Erfahrungsbericht zum Studiengang Philosophy, Politics and Economics (PPE) an der Vrije Universiteit Amsterdam

Simba Martens

Simba studiert Philosophy, Politics & Economics (PPE) im 1. Semester. In einem kurzen Interview berichtet er von seinen Erfahrungen.

Hello! Please tell us your name and what you are studying.

Hi my name is Simba and I'm studying PPE (Philosophy, Politics & Economics)

Why did you decide to study this program at Vrije Universiteit Amsterdam?

I have always felt like I wanted to take part in solving the problems of the world and I felt that politics and economics were the most relevant realm for that. At first philosophy was just an extra for me. However learning philosophy really made me think about why I hold certain beliefs and how I can justify those.

What exactly do you learn there?

Here you learn the core of Philosophy, Politics and Economics as you would in any other programme. This is called multidisciplinarity. However, almost from the word go you start to combine knowledge from the different subjects and you answer real-world practical questions that combine aspects from all three subjects. This is interdisciplinarity. You deal with anything from the impact of economic globalization on democracy to climate change or justifying the existence of the state. You will cover all the main topics like ethics, political philosophy, microeconomics, macroeconomics, democracy and political institutions.

What does your learning environment look like?

We have our own PPE floor exclusively for us which is nice. They try to keep the class sizes as small as possible. Lectures are usually big (90 students for the 1st years) but seminar classes never really go above 20 which allows you to have engaging and thought provoking discussions without it getting too crowded.

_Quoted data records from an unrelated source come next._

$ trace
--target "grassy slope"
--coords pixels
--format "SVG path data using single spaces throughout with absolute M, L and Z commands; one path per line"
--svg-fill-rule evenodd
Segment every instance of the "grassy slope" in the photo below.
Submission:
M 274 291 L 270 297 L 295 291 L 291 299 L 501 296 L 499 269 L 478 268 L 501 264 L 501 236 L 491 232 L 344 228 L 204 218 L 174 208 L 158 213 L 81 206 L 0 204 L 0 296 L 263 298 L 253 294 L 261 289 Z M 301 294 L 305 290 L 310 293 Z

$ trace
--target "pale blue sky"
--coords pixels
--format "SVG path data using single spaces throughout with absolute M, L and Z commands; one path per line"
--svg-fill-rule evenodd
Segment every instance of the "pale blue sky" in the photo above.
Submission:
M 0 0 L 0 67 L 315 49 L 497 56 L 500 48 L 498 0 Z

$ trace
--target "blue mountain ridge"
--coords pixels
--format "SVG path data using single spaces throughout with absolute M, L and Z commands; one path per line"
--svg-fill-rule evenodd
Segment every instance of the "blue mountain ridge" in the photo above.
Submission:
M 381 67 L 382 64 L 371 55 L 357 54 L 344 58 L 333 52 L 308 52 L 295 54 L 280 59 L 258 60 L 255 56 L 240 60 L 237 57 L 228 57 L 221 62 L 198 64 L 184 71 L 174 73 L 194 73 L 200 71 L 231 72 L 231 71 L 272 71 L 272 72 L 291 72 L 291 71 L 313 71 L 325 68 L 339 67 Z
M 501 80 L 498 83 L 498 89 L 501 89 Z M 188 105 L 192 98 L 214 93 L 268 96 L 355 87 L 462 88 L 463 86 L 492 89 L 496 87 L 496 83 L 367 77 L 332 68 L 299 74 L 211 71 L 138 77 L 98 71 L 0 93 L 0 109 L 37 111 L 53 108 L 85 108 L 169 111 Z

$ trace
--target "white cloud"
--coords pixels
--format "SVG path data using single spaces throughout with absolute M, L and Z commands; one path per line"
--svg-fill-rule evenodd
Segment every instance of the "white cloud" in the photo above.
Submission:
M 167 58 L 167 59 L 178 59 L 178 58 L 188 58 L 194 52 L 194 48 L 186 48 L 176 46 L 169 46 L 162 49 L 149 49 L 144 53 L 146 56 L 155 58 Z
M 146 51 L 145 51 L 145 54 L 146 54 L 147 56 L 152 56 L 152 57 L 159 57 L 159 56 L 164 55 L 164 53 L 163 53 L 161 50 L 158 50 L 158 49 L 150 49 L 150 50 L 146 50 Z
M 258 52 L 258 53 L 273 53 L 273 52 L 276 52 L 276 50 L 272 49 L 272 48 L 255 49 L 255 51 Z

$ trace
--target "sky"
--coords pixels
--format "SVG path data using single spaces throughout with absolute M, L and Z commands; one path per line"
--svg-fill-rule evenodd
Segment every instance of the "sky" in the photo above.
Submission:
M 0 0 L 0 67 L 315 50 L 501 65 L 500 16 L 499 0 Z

What are the teachers like?

Most of the teachers are good and dedicated. They are also quite down to earth and approachable and its often possible to still ask them questions after class. Lecturers are not at all anonymous like in bigger courses. The Phd candidates who do the seminar groups are also committed and really try to get you to think.

Are there practical parts in this study?

When it comes to practical things this study offers a lot. In the third year you get to go abroad for six months with all sorts of locations available (Mumbai, Beijing, Australia, USA, Britain you name it). You can also do an internship. Last year a week long trip to India with special lectures and discussions at the Indira Ghandi Institute as well as exploring the city of Mumbai was organized. The study association KallioPPE is also making plans for trips to European cities. There are also many extra-curricular events where anyone from philosophers to people working in the Foreign Ministry come and share their knowledge with us.

How did you learn the language?

English is my first language so this wasn't a problem. If it isn't you should definitely learn how to write in academic English because you will need it.

How do you like the city?

The city is amazing. It's the freest there is. It basically combines all the amenities of a big world city but in the space of a medium town. Everything is accessible by bike or public transport and you can go anywhere from coffee shops to opera houses. There are also a number of "treasures" that I leave for you to discover yourself. You will enjoy it.

How did you find an apartment here?

This is probably the toughest part about this city. Everyone wants to be here. I was lucky enough to get accommodation at the Spinoza student campus via the university. The other campus is called Uilenstede and is much closer to the university. If you get such an offer please take it because finding something on your own especially as a foreigner is tough.

What do you think are the advantages/disadvantages of studying in (country)?

The advantage of the Netherlands is that it probably is the freest country in the world. Also it's a small country so everything is accessible and most people understand English and a good number speak German too. The toughest thi9ng truly will be finding accommodation, but other than that there aren't too many frustrations.

What are your plans for the future, and would you do it all over again the same way?

Looking back now, I have NO regrets. I am still deciding on a career path, but I will definitely do an internship as well as continue with a Master's programme after my Bachelor. I will say that something within the EU or UN does seem sttractive to me.